So, yesterday, you, being someone worried about your eyes, might have sought out an altar dedicated to St Lucy, the patron saint of eye health. (see December 13th’s Post on St Lucy) Although you may be disappointed that there has been no miraculous cure, you might have been encouraged to do something about it. So that’s what this post is about.
Cataract operations have been carried out since 800 BC using a method called ‘couching’.
“The practitioner would sit facing the patient and pass a long needle through the cornea to impale the lens. “He would then forcibly dislodge the lens — rupturing the zonules — and push it into the vitreous cavity, where it would hopefully float to the bottom of the eye and out of the visual axis.”
Evolution of Cataract Surgery.
This was a last resort when the cataract was opaque and the patients nearly blind. It would mean they would need very thick lenses to see well again but, crude as it seems, it worked. But the operation, without anaesthetics must have been a considerable ordeal, and the recovery (still required today for those suffering from a displaced retina) means that the patient has to lie on their back for a week with supports on either side of the head to prevent movement. Of course, there was also a serious risk of infection, so prophylactic visit to a chapel of St Lucy would be called for.
The modern system was established in the 1940s and offers a great solution in 15 minutes surgery. Currently, the NHS has been having trouble dealing with all the cases required, and, before COVID-19, there was some talk about cataracts being, in practice, not readily available on the NHS. The average waiting time is approximately 10 months, and ranges from 10 weeks to nearly 2 years depending upon your postcode.
Pink Eye
The Perpetual Calendar of Folklore by Charles Kightly has dug up some other folk cures of interest.
For the redness of eyes, or bloodshot. Take red wine, rosewater, and women’s milk, and mingle all these together: and put a piece of wheaten bread leavened, as much as will cover the eye, and lay it in the mixture. When you go to bed, lay the bread upon your eyes calmer and it will help them.
Fairfax Household book, 17th/ 18th century.
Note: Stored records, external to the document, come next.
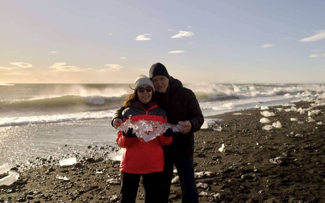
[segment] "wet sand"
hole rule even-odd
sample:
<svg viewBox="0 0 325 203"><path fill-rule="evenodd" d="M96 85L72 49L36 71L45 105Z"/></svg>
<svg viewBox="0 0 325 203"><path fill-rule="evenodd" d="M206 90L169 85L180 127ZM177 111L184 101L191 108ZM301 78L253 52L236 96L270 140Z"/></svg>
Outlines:
<svg viewBox="0 0 325 203"><path fill-rule="evenodd" d="M276 114L267 118L282 125L269 131L262 129L272 123L259 122L264 117L260 110L209 117L223 121L195 133L200 202L325 202L325 106L313 107L310 103L300 102L296 107L321 110L311 116L314 122L306 121L306 112L275 109L290 106L267 109ZM291 121L292 118L303 122ZM224 153L218 150L222 144L226 145ZM108 153L111 149L92 146L89 150ZM277 157L281 157L278 159L282 162L270 161ZM40 167L17 166L12 171L20 173L19 179L10 186L0 186L0 202L117 202L119 162L106 158L84 158L76 164L60 167L50 158L35 160ZM70 180L59 180L58 175ZM140 186L137 202L143 202L144 197ZM170 197L171 202L181 202L179 183L172 184Z"/></svg>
There are many household books still, in existence, which show that much of medical practice was carried out in the home, and that men and women, more often women, actively not only collected useful recipes and cures, but also tested them out and improved them.
As a matter of curiosity, there is a very important document found at the Roman Fort of Vindolanda which lists the troops of the Cohort in occupation, which notes that of the garrison of 750, 474 are absent with 276 in the fort of which 38 are sick, 10 with ‘pink eye’, probably conjunctivitis
Prevention is better than cure
Things hurtful to the eyes. Garlic, onions, radish, drunkenness, lechery, sweet wines, salt meats, coleworts, dust, smoke and reading presently after supper.
Good for the eyes. fennel, celandine, eyebright, vervain, roses, cloves and cold water.
Whites Almanack 1627
Looking through Samuel Pepys’s eye
You will note, above, that it was considered bad for the eyes to read in low light. It is a myth and not true. Samuel Pepys was continually worried about his reading and writing habits ruining his eyesight. This is an extract from the poignant last entry in his famous diary:
And thus ends all that I doubt I should ever be able to do with my own eyes in the keeping of my journal, I being not able to do it any longer, having done now so long as to undo my eyes almost every time that I take a pen in my hand; and therefore, whatever comes of it, I must forbear: and therefore resolve from this time forward to have it kept by my people in long-hand. I must be consented to sit down no more than is fit for them and all the world to know; or, if they be anything, which cannot be much now my amores are past and my eyes hindering me almost all other pleasures. I must endeavour to keep a margin in my book open, to add, here and there, a note in shorthand with my own hand.
Samuel Pepys Diary, May 31st
The sad thing is that Pepys had another 38 years before he went blind, and what glorious diary entries have we missed because of his false fears of the effect of eye strain.
St Lucy
There are only two churches in the UK dedicated to St Lucy or St Lucia. One run by the National Trust in Upton Magna, Shropshire, but there must have been a few chapels in Cathedrals and Abbeys dedicated to her.
Yesterday, I mentioned that the Swedish Church in London (6 Harcourt Street. W1H 4AG) has services at St Pauls to celebrate St Lucia’s day but, in 2022, it was at the Westminster Cathedral. This is the Catholic Cathedral, working with a Lutheran Church. It was back in St Pauls for 2023.